One of these projects is time-sensitive (I can’t go into detail because doing so will bias the results.  More on that later.)  As they put it on the Twitter search page, it’s what’s happening right now.  More seriously, the questions need to run within a few days of CHI’s end.  But the study will involve asking real people a few questions.  For a researcher at a university, this means that I must get human subjects approval from my local institutional review board (IRB).

It’s easy to kvetch about IRB’s.  See the Chronicle of Higher Ed’s piece, Do IRB’s Go Overboard? In fact, I’ve found the IRB officers at my institution to be extremely helpful, so I’m not going to kvetch (thinking of strategic ways of posing IRB applications recently led me to the very interesting IRB Review Blog that offers nuanced, substantive reflections on the subject).

As anyone who has sat through a university’s research ethics training knows, IRB’s were created in the wake of several odious and damaging studies.  This motivation is clear and impeccable.

But for those of us working in research related to information use, especially in domains such as IR, HCI, and social informatics broadly construed, the risk of damage or exploitation of subjects is often (though not always; privacy issues can be problematic) minimal.

But more interestingly, I think our work challenges the basic model that underpins contemporary research practice in the university.

My point in writing this post, is not to argue that we should occupy a rarefied, unsupervised domain.  But recently I’ve dealt with several particular matters that suggest that research on information behavior (mostly HCIR work) pushes some matters to the fore that I think will soon be more general.  The following is a brief list.  I invite elaborations or arguments.

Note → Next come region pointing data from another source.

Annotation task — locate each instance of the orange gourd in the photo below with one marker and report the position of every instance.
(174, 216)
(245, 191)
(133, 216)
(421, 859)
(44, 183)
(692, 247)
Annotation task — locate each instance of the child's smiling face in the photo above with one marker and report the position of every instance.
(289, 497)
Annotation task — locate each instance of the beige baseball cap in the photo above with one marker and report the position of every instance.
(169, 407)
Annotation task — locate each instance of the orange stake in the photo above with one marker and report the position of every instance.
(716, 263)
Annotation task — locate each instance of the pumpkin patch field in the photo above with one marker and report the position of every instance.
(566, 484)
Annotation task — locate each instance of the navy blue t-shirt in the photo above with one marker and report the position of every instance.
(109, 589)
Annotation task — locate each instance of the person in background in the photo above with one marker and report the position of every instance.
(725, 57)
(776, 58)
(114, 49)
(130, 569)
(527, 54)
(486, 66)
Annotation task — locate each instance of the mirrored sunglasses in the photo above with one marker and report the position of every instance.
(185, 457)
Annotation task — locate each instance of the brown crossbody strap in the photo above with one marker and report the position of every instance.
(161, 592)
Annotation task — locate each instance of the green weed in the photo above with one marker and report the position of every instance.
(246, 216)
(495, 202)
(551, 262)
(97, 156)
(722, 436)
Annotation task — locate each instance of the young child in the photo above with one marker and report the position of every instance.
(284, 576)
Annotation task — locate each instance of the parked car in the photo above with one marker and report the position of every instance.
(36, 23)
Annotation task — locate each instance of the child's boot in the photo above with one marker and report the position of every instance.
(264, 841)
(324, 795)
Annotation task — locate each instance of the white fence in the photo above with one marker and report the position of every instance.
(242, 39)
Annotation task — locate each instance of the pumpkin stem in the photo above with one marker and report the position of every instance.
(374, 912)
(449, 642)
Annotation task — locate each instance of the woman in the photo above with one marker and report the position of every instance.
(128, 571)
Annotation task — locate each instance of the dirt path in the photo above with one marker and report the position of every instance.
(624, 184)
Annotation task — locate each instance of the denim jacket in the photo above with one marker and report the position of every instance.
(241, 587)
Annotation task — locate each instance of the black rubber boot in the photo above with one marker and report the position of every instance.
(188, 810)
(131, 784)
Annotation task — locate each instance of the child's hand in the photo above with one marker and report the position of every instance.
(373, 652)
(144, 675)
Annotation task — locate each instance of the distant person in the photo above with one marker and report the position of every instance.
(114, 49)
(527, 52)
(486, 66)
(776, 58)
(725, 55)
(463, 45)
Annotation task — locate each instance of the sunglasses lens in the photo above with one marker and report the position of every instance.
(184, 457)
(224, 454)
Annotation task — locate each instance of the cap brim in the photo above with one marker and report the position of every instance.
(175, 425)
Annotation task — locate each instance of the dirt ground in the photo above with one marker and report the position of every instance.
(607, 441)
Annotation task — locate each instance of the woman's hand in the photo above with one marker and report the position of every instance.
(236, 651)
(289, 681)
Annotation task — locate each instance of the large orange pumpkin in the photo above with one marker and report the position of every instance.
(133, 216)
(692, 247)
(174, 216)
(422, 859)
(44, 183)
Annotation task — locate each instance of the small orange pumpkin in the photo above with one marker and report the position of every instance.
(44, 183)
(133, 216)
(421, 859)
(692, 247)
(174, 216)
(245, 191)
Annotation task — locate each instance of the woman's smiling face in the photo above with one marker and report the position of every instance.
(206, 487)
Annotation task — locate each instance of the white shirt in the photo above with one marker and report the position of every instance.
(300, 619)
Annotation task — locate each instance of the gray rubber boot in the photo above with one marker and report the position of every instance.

  1. crowd-sourced studies.  Services like Amazon’s Mechanical Turk offer a huge opening for IR research, as an upcoming SIGIR workshop makes clear.  What is the status of turkers with respect to human subjects approval?  In a future post I’ll describe in detail my own experience shepherding an MTurk-based study through university approval channels.
  2. search log analysis.  This isn’t a new problem wrt to IRB, and it definitely does raise issues of privacy.  But I wonder where more broadly informed studies of user behavior fit into this picture.  As an example, I was recently given permission to use a set of query logs without human subjects approval.  These logs were already in existence; I got them from a third party.  However, in a new study I want to collect logs from my own system.  Initial interaction with IRB led to the decision that this work must go through the application process.  Likewise, clickthrough data raised red flags.
  3. real-time user studies.  As I mentioned above, I’m in a situation where I need to collect information (essentially survey data) from Twitter users now.  Until very recently the subject of this “survey” didn’t exist, and it won’t exist in any meaningful sense for long.  I anticipate that this issue will be common for me, and perhaps for others.

Again, my point in writing this is not to say that I should have carte blanche to do research outside of normal channels.  What I am saying is twofold:

  1. Research on information interactions is pushing the limits of the current human subjects/IRB model used by most universities.  This is evidenced by unpredictable judgments on the status of projects.
  2. I think the community of researchers in “our” areas would do well to consider strategies for approaching IRB and other institutional hurdles.  We don’t want to game the system.  But I think the way we describe the work we do has an impact on the status of that work.  If current models are going to change, it would be great if we could (by our interactions with relevant officers) influence those changes in a positive way.